食べられる野菜と言えば、ほうれん草、大根、玉ねぎ、あとは芋類のみ。
それと、麺類に入れるきざみネギだけで、あとはすべてNO!
東京で一人暮らしをするようになると、ほぼ毎日、トンカツ定食か焼き肉定食ばかり食っていて、
気が利く店はごはん大盛りタダというところもあったけど、それだけでは腹が膨れなかった。
ところがどの店のどの定食にも「キャベツお替わり自由」というアドバンテージがついていた。
キャベツ好きや野菜嫌いでなければ大変ありがたいプランだろうが、いかんせん僕はNOキャベツである。
お替わりどころか、最初にとんかつの横に盛られたキャベツにさへ手を付けようとしなかった。
とんかつと大盛りごはんと味噌汁だけじゃ腹膨れないなぁ。
でもキャベツかぁ…。うーん、食べられない。でも腹が膨れない。でもキャベツ。うーん。
そんな悩みを見抜かれたのだろうか。店のおやじが僕に話しかけてきたのだ。
「野菜嫌いなんだろ?」
「はい」
「ちょっと待ってな、キャベツ食わしてやるから」
「でもキャベツは…」
「いいから、待ってな」
流暢な東京言葉を発しておやじは厨房へ消えると、しばらくして味噌汁のお椀をもって再び登場した。
「ほれ、キャベツの味噌汁」
「むりです」
「いいから」
むむむっ、いやじゃない。食べられるっていうか、むしろウマい。
「ほらな。もいっかい待ってろ」
おやじ再び厨房へ。そしてまたもや皿を持って登場。
「ほれ、きゃべつと天かすの炒め物」
「むりです」
「いいから食ってみ」
むむむっ、ヤじゃない。むしろマイウー。
「これでキャベツは制覇したな。次はレタスとかトマト、いってみっか?」
いつしか東京言葉から北関東方面の言葉にシフトしたおやじが、次なるステージへ誘おうとした。

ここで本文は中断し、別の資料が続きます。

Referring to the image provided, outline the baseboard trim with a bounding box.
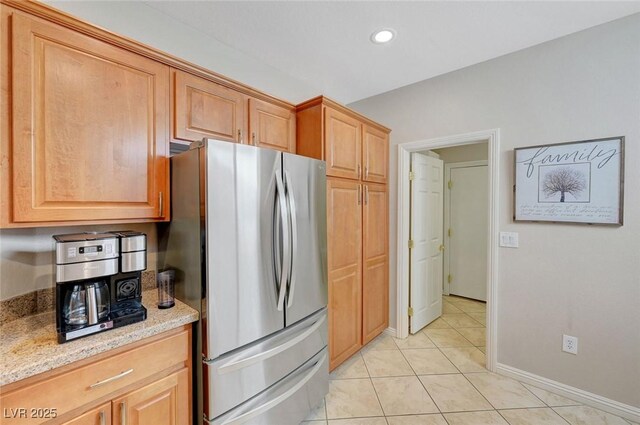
[382,327,398,338]
[496,363,640,422]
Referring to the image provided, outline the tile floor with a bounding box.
[302,296,636,425]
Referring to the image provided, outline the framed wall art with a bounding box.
[514,136,624,226]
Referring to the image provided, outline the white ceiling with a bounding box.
[145,1,640,103]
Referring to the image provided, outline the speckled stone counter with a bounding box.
[0,290,198,385]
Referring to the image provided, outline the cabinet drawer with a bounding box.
[0,330,189,425]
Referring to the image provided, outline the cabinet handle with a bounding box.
[89,369,133,390]
[120,401,127,425]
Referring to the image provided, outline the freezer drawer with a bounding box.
[203,308,327,418]
[205,347,329,425]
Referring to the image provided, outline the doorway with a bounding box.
[396,129,500,371]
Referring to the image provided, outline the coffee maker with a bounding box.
[53,231,147,343]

これが僕の、野菜デビュー。時は1981年のちょうど今頃である。
それから僕は、学校帰りにほぼ毎日とんかつ屋でメシを食い、
おやじのアレンジにより少しずつ野菜が食えるようになっていった。
1年後。僕はとんかつ屋でバイトをするようになり、毎日大盛りのキャベツとトマトを食っていた。
おかげさまで今ではキャベツとトマトは大好物で、
当時は見たこともなかったアスパラガスも大ファンである。